Dans le domaine de la santé et de la biologie, qui représente 20 à 30 % de notre activité globale, nous sommes mobilisés sur les questions du traitement des données de santé, de simulation d’organes et du jumeau numérique du patient. Nous menons ainsi des travaux sur la simulation du foie, des poumons et du cœur. Ces outils de simulation permettront par exemple de guider le geste anesthésiste pendant un acte chirurgical. Une start-up, AnaestAssist portée par François Kimmig, est en cours d’incubation sur le sujet. Nous développons des modèles biologiques et des outils pour modéliser le comportement des cellules. Avec le CEA et NeuroSpin, nous sommes également mobilisés sur le développement d’outils d’analyse des images (IRM…). Ces outils d’imagerie appliqués au cerveau ont vocation à nous permettre de mieux appréhender le fonctionnement d’un cerveau sain et malade pour comprendre les mécanismes du vieillissement du cerveaux, mieux comprendre des maladies comme l’Alzheimer…
Avec CentraleSupélec, la start-up Owkin et l’Institut Gustave Roussy, l’équipe Inria OPIS a développé, pendant la pandémie, un outil pour l’analyse d’imagerie du poumon. Ce projet a permis de mettre au point une nouvelle méthodologie pour analyser la gravité de l’infection des patients admis afin d’identifier les cas qui nécessitaient une hospitalisation, de déterminer le traitement adéquat…
“Il est important de repenser les partenariats et les collaborations entre le monde de l’enseignement, de la recherche, de l’industrie et des entreprises. Nous ne pourrons appréhender ces enjeux avec pertinence que si nous sommes en mesure de créer de véritables synergies entre l’ensemble de ces acteurs, sur le temps long.”
Quels sont les principaux enjeux qui persistent ?
Nous assistons à une plus forte imbrication des sciences numériques avec l’ensemble des autres sciences. À cela s’ajoute l’émergence de nouvelles compétences et connaissances qui sont à l’articulation, à l’interface des différents domaines scientifiques.

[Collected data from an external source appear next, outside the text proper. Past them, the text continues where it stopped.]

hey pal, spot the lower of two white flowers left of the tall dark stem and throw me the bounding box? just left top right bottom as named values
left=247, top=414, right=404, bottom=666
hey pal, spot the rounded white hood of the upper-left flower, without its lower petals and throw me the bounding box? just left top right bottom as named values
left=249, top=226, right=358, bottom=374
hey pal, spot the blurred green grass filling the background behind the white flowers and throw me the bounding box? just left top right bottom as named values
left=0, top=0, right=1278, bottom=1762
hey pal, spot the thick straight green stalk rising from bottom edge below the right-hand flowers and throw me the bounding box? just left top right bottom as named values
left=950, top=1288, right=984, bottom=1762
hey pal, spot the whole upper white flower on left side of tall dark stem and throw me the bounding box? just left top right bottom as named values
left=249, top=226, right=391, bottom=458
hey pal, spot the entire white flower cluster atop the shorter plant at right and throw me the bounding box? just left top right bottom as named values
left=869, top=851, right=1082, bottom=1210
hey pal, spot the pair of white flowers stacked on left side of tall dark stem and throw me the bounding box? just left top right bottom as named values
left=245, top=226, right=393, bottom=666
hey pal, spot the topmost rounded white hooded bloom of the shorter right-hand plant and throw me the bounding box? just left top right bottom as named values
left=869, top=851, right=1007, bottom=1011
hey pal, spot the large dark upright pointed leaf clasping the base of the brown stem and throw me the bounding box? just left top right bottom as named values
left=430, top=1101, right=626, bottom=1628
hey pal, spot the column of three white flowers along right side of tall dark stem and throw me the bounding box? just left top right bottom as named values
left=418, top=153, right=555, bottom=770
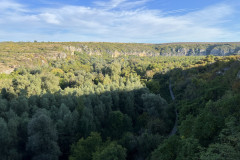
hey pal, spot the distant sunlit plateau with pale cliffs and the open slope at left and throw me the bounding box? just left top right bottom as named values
left=0, top=42, right=240, bottom=73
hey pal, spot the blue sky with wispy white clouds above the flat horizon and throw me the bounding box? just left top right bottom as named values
left=0, top=0, right=240, bottom=43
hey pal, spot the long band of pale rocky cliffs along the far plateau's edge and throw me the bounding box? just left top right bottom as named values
left=63, top=43, right=240, bottom=57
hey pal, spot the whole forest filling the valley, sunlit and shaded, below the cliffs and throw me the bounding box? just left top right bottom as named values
left=0, top=42, right=240, bottom=160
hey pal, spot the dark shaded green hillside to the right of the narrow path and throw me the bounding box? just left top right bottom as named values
left=150, top=57, right=240, bottom=160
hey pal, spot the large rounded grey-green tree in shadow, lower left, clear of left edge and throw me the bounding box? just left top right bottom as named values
left=27, top=110, right=60, bottom=160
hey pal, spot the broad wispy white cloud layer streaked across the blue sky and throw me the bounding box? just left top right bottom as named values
left=0, top=0, right=239, bottom=43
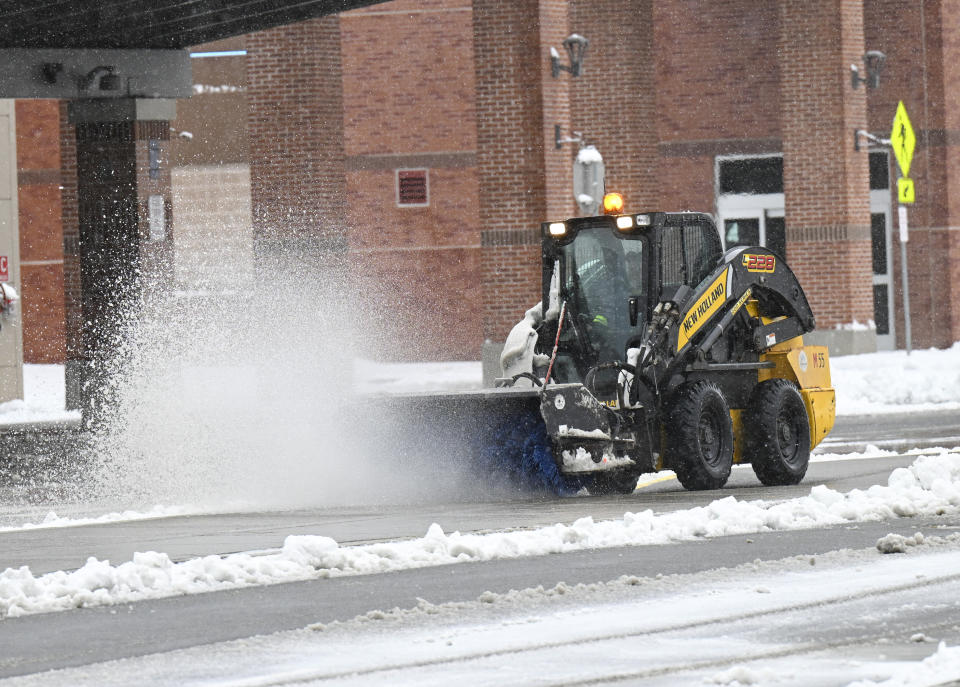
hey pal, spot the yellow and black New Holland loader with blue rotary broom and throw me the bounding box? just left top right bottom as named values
left=366, top=194, right=835, bottom=494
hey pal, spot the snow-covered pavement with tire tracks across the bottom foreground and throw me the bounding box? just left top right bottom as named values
left=4, top=536, right=960, bottom=687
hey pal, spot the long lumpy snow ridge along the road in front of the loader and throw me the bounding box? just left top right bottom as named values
left=0, top=450, right=960, bottom=617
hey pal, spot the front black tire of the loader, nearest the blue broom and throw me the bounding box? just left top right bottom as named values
left=666, top=381, right=733, bottom=491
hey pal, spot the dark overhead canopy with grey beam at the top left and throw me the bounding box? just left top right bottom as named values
left=0, top=0, right=383, bottom=100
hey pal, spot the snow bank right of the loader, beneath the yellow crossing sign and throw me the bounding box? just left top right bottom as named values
left=830, top=341, right=960, bottom=415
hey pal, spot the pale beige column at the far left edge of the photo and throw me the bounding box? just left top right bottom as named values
left=0, top=100, right=23, bottom=403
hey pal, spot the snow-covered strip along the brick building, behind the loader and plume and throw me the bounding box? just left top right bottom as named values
left=7, top=342, right=960, bottom=425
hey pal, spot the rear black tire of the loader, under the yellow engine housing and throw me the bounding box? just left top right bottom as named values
left=743, top=379, right=810, bottom=486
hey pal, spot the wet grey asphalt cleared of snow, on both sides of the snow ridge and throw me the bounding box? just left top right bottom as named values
left=0, top=413, right=960, bottom=676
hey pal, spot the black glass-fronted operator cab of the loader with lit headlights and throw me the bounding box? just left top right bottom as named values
left=541, top=212, right=722, bottom=389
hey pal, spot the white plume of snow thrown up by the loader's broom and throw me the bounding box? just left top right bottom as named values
left=82, top=251, right=468, bottom=510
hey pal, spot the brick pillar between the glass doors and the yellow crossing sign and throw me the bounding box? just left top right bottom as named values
left=777, top=0, right=876, bottom=350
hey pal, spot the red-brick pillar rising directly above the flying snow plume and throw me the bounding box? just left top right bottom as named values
left=246, top=16, right=347, bottom=268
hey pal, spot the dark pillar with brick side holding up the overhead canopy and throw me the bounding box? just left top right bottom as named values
left=63, top=100, right=175, bottom=416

Dans ce contexte, Inria a un rôle important à jouer : se positionner comme un institut à la croisée de ces différents domaines, en alliant recherche fondamentale et développement technologique.
Nous avons développé un modèle qui nous est propre et qui s’articule autour d’équipes projets qui réunissent des spécialistes de domaines divers sur une période de quatre ans, qui peut être reconduite deux fois et résoudre une problématique à fort impact scientifique, sociétal, économique.
Dans un environnement technologique en pleine mutation, quelles sont les prochaines étapes et comment les anticipez-vous ?
Il est important de repenser les partenariats et les collaborations entre le monde de l’enseignement, de la recherche, de l’industrie et des entreprises. Nous ne pourrons appréhender ces enjeux avec pertinence que si nous sommes en mesure de créer de véritables synergies entre l’ensemble de ces acteurs, sur le temps long. C’est pourquoi nous avons pour ambition que 10 % de nos équipe-projets soient communes avec des industriels. À Saclay, nous avons créé une première équipe commune avec l’Institut Polytechnique de Paris et EDF dédiée aux problématiques que j’évoquais en début d’entretien, une deuxième équipe est en cours d’instruction avec Criteo.